Programming of infant neurodevelopment by maternal obesity: Potential role of maternal inflammation and insulin resistance

• Published in: Asia Pacific journal of clinical nutrition Vol. 26; no. Suppl 1; pp. S36 - S39
• Main Authors: Dewi, Mira, Carlson, Susan E, Gustafson, Kathleen M, Sullivan, Debra K, Wick, Jo A, Hull, Holly R
• Format: Journal Article
• Language: English
• Published: Clayton, Vic HEC Press 01.06.2017
• Subjects: Adult; Autism; Body Mass Index; Brain research; Central Nervous System - growth & development; Chronic illnesses; Complications; Cytokines; Cytokines - genetics; Cytokines - metabolism; Diabetes; Fasting; Female; Fetal heart rate monitoring; Gene Expression Regulation; Heart Rate; Homeostasis; Humans; Infant, Newborn; Inflammation; Inflammation - complications; Insulin resistance; Insulin Resistance - physiology; Metabolism; Nervous system; Neurodevelopmental treatment for infants; Obesity; Obesity - complications; Obesity in women; Plasma; Pregnancy; Pregnancy Complications; Prenatal Exposure Delayed Effects - pathology; Risk factors; Studies; Systems development; Womens health
• ISSN: 0964-7058; 1440-6047
• DOI: 10.6133/apjcn.062017.s11

Background and Objectives: Recent studies show that maternal obesity is associated with impaired offspring neurodevelopmental outcomes. The mechanism underlying the association is unclear. However, there is evidence to suggest a role for intra-uterine exposure to inflammation and insulin resistance (IR). We aimed to determine if maternal IR and inflammation were associated to fetal neurodevelopment as indicated by fetal heart rate variability (HRV), an index of fetal cardiac autonomic nervous system development. Method and Study Design: A total of 44 healthy maternal-fetal pairs (maternal pre-pregnancy BMI distribution: n=20 normal weight, 8 overweight, 16 obese) were analyzed. We assessed maternal inflammation (plasma IL-6 and TNF-a) and IR (HOMA index).

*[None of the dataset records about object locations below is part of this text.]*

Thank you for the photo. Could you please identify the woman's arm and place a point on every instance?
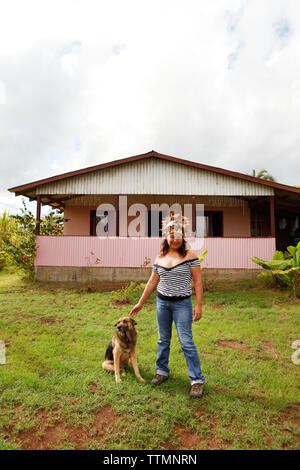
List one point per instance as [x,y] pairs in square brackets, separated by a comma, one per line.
[198,285]
[150,286]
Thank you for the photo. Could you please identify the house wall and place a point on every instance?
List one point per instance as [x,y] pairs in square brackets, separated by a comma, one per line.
[79,220]
[236,220]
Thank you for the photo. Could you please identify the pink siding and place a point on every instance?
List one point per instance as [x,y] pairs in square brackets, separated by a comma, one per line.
[79,220]
[132,252]
[236,220]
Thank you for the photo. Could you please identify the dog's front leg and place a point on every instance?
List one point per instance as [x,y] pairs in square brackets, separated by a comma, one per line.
[135,366]
[117,354]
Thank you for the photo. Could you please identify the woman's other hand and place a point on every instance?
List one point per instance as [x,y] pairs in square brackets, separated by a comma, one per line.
[135,309]
[197,312]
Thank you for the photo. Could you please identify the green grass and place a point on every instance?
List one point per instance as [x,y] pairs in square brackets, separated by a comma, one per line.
[55,394]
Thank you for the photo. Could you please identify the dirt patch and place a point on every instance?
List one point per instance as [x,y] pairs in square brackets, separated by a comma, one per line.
[191,439]
[51,432]
[120,301]
[292,415]
[51,320]
[232,344]
[216,306]
[269,348]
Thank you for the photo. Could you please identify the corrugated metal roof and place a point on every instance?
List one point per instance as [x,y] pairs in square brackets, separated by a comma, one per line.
[29,189]
[155,176]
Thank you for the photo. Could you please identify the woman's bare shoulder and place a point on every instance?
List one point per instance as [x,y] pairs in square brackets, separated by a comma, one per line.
[156,261]
[191,255]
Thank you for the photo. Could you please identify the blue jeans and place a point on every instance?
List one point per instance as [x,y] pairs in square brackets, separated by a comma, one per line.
[181,311]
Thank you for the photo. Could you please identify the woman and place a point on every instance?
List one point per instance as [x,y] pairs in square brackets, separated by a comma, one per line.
[172,272]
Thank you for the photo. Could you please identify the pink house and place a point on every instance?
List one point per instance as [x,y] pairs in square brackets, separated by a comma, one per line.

Fetal HRV, a proxy for fetal neurodevelopment, was assessed using fetal magnetocardiogram at the 36th week of pregnancy. The relationships between maternal inflammation and IR with fetal HRV (SD1 and SD2) were estimated individually by Pearson bivariate correlations. Results: No correlations were observed between the fetal HRV components with maternal HOMA-IR and maternal plasma levels of IL-6 and TNF-a (all p<0.05). However, the negative association between maternal TNF-a level and fetal SD2 approached significance (correlation coefficient=-0.29, 95% confidence interval=-0.62,-0.03, p=0.07). Conclusion: Maternal IR and inflammation during pregnancy were not associated with fetal cardiac autonomic nervous system development. Further studies with a larger sample size and more maternal inflammatory indicators are needed to explore these relationships.